Redshift Observatory

Blog

2024-08-16

`SYS_TRANSACTION_HISTORY`

As regular readers (both of you =-) will know, I’m a big fan of the system tables.

As irregular readers will not know, that was irony.

As a part of this, I absolutely avoid using all of the new SYS_ views, because AWS have blocked users from seeing the source code of those views, I think as part of their effort to hide that Serverless is not serverless.

As such, I have no idea what the SYS views are doing, and there are so many issues in the system tables that you MUST be able to see the source of the views, to figure out the problems, so you can work around the problems, so you can get at least something out of them.

Without that, you’re going to get screwed over, because the information you’re getting is not going to be what you think you’re getting.

With current client, someone was using SYS_TRANSACTION_HISTORY, and coming up with very different numbers/stats to me, for commit behaviour.

So I today had a bit of a look at it - and what I’ve found is that the column commit_start_time is in fact the start of the commit queuing, not the start of the commit work.

Commit queue times on our system vary from zero (rare) to two minutes - which completely destroys any analysis which thinks its looking at the time taken for actual work.

The docs say nothing (the say this - I quote - “The start time of the commit”, which is in fact wrong), and I believe the client was using these numbers under the mistaken impression they were measuring actual work time only. I mean, that’s what you would expect, because having only start of queuing and end of work is absolutely bloody useless and no one with any sense (for that I think we could well read real world experience) would provide that.

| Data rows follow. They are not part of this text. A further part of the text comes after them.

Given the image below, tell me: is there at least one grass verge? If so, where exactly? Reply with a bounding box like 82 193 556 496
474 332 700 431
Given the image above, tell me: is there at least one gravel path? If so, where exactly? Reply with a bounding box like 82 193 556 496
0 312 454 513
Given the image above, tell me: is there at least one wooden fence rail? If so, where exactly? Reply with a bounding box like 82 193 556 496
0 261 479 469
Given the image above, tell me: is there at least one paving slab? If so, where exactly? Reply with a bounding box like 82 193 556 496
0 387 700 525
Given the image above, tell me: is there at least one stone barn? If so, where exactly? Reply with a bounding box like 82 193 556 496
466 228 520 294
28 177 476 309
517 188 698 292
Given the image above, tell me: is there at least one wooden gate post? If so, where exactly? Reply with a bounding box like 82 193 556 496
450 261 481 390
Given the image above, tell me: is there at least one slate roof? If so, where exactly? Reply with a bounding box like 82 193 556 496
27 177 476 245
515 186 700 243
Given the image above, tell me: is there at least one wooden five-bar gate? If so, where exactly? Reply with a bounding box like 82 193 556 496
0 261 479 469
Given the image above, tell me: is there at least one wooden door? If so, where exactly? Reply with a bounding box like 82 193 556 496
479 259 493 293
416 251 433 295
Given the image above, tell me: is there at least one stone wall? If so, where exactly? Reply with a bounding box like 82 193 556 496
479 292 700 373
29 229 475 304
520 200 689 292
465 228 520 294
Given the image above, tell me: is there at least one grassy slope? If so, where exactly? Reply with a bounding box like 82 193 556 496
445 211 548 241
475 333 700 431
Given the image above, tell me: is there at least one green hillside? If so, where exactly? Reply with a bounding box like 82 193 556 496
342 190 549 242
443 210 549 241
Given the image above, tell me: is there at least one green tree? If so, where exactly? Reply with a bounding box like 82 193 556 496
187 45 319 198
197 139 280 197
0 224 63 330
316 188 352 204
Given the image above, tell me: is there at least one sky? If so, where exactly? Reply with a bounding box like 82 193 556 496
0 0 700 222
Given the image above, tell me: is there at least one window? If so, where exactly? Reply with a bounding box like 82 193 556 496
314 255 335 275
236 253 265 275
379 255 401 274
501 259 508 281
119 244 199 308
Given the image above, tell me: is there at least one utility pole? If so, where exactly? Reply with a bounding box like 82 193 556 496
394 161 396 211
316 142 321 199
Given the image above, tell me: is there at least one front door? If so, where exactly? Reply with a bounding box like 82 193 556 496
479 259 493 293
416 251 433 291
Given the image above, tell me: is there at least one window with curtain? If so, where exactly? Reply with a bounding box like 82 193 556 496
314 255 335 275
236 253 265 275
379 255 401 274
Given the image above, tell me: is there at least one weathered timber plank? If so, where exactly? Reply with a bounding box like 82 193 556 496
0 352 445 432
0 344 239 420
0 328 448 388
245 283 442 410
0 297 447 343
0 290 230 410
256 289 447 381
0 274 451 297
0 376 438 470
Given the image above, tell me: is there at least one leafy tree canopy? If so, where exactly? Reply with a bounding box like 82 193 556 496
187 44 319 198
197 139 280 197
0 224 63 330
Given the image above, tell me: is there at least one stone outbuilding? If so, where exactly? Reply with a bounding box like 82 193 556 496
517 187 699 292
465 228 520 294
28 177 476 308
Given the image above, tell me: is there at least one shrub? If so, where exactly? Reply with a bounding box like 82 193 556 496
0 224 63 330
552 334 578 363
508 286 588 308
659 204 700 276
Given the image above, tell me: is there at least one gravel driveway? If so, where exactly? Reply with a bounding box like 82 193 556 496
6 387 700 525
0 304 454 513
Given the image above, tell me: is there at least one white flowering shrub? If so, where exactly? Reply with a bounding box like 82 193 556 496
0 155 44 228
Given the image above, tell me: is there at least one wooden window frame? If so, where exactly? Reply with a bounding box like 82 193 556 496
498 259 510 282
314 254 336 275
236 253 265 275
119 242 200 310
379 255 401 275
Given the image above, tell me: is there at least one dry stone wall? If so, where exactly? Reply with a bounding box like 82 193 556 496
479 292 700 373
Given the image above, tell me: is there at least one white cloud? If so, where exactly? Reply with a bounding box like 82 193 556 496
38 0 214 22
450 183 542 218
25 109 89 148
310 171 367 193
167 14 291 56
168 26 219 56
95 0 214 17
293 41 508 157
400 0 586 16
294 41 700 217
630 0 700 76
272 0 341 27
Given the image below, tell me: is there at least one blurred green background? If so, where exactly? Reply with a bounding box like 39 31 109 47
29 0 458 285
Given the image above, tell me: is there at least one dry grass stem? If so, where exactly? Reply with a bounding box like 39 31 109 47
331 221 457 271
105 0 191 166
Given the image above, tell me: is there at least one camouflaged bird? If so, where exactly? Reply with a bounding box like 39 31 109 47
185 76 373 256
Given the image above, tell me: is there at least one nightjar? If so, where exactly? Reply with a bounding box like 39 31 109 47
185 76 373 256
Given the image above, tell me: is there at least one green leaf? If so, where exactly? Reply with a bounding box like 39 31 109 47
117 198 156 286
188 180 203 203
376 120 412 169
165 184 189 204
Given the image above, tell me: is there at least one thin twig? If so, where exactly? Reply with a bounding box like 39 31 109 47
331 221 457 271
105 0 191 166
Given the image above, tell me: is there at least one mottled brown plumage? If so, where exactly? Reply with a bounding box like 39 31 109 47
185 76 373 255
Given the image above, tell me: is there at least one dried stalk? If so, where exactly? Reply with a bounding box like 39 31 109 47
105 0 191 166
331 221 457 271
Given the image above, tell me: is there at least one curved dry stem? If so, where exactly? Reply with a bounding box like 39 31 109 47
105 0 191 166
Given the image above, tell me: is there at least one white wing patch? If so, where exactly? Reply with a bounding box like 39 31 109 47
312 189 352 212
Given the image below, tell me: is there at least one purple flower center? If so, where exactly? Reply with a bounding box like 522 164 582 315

I think SYS_TRANSACTION_HISTORY is actually pulling in data from STL_COMMIT_STATS, which has separate columns for start of queuing and start of work, and if we could view the source, we’d be able to see that and know what was wrong. As it is we can’t, so the SYS views simply have to be avoided. They might as well not exist for all the good they do, except they do exist and people are using them and being harmed by them.

AWS, with regard to Redshift, have a culture of secrecy, and this is absolutely and categorically harmful to Redshift users.

2024-08-17

Minor Pandoc Vent

I use Pandoc for all my doc work - I write markdown, and convert.

Right now Pandoc is being a complete fail.

I have a text file, an email, I want to convert to PDF.

I’ve quoted with “>”, and added `” where I want to add content into the document.

What do I get?

The quotes disappear and there’s no way to control the font size (I mean there is, it just doesn’t do anything).

So I’m converting the email to HTML, setting the style for <p> to give me pages when I need it, and using wkhtmltopdf, because it’s easier to do this than the work to figure out how to solve these incredible problems with Pandoc.

2024-08-24

STL “Tables”

Rumour has it that STL tables (views after 2019) are not tables as such, but are table-like interfaces onto log files.

I’ve just done a bit of ad hoc checking; they do not appear to be column store (processing two columns takes as long as one column), which is expected, but unexpectedly, they do not appear to take part in transactions.

I ran a query on STL_QUERY, on a busy system. First part is a CTE which produces one row per row in the table. Then I have two more CTEs, both of which use the first.

In both CTEs, I count the number of rows. Number of rows should be identical - the second and third CTE are both using and using only the first CTE as the and the only table in their from clause.

However - I get different counts. The AWS metrics queue differs by 9, one of the user-defined queues, which is busy, differs by 204 (the total query time for was some minutes, so it fits just fine).

So it looks like to read STL tables correctly, we need to into a limiting clause, something like starttime < current_timestamp, so ensure we get the same data throughout a query.

This, assuming I have it right, absolutely and categorically needed to be documented by AWS. It’s incredible that it is not.

(I can do a stronger check of this - emit current_timestamp from the query, then look to see how many queries turned up after that time, and see if it matches up - but that’s for when I have a bit of spare time.)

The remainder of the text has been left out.